How to Prep an Artichoke
Leave the stem on? Trim off all the pointy ends? Rub with a lemon? Here's the lowdown on what's necessary and what's not.
There's conflicting advice on how to prep an artichoke. Some recipes call for removing the entire stem, while others advise trimming a frugal sliver from the end and peeling the rest. Almost all recipes have you lop some leaves off the top of the artichoke to make the vegetable more attractive. They also recommend removing the pointy ends (which botanists refer to as “spines”) from the remaining leaves and then rubbing every cut surface with a halved lemon to prevent the artichoke from discoloring.

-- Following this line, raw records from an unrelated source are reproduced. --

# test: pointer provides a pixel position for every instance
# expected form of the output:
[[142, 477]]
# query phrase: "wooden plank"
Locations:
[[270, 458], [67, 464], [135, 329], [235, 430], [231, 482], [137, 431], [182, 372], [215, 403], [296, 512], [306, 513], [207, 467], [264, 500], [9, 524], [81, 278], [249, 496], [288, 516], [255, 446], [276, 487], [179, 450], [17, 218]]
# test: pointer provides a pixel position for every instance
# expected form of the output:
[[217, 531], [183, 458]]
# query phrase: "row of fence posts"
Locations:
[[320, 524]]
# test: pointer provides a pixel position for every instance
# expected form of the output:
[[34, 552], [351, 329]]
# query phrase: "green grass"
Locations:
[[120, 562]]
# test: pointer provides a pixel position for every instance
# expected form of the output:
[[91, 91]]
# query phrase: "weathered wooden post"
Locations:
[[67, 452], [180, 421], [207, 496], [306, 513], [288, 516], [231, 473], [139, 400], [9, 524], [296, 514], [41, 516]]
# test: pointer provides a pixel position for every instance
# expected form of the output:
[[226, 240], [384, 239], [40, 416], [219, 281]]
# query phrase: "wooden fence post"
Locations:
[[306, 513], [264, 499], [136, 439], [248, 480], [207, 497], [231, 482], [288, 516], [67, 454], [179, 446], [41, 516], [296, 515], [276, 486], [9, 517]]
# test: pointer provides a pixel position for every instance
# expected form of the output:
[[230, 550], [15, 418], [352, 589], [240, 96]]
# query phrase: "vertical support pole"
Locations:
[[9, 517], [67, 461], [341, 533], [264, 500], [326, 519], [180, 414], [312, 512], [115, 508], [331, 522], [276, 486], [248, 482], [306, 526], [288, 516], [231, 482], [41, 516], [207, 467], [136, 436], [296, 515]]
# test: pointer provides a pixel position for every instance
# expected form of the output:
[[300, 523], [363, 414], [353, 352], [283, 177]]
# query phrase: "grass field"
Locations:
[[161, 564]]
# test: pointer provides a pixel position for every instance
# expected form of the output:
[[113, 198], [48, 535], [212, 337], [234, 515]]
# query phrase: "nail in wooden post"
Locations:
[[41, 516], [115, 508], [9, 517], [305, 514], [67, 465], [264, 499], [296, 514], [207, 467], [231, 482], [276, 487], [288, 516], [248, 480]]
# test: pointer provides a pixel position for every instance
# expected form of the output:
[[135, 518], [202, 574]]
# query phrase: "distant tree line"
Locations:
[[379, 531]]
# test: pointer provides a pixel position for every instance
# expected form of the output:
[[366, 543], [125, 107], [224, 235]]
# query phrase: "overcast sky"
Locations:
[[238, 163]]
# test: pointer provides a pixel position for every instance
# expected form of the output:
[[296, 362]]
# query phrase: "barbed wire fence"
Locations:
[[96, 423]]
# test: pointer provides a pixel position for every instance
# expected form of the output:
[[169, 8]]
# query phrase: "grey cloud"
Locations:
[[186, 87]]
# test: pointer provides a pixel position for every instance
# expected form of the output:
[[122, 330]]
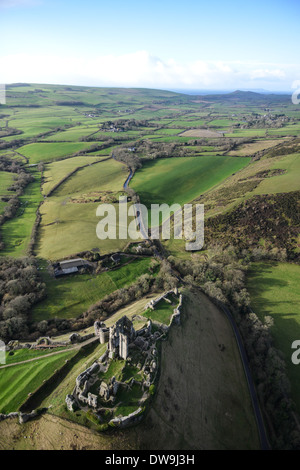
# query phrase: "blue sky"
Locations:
[[161, 44]]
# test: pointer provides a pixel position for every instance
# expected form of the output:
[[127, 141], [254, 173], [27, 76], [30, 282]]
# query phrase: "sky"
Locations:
[[192, 44]]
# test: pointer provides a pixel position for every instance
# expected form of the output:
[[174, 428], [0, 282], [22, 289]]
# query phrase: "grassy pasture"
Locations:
[[6, 180], [16, 232], [73, 134], [72, 295], [19, 380], [68, 228], [68, 218], [274, 290], [289, 181], [253, 147], [109, 175], [46, 152], [56, 171], [154, 182]]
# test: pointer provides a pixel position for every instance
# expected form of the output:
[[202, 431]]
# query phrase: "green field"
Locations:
[[56, 171], [109, 175], [47, 152], [72, 295], [6, 180], [69, 218], [16, 382], [274, 290], [180, 180], [289, 181]]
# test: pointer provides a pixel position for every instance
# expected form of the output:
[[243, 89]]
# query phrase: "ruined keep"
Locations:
[[102, 331], [128, 366], [120, 336]]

After testing the various recommendations, we came to our own conclusions:
Since the stem is often unpleasantly fibrous, we don't try to preserve it; instead, we cut it flush with the bottom of the vegetable. (Note: Use a serrated knife; it works better than a chef's knife.)
While we do like trimming the top of the artichoke, since it makes it easier to handle, we don't bother trimming the rest of the leaves, as their pointy ends soften to harmlessness as the artichokes cook.
As for the lemon rubdown, artichokes turn a drab olive green during cooking whether exposed to lemon or not, so we also dispensed with this advice.
Finally, we snap off the tiniest leaves around the stems, which yield little meat and only get in the way when you're trying to eat.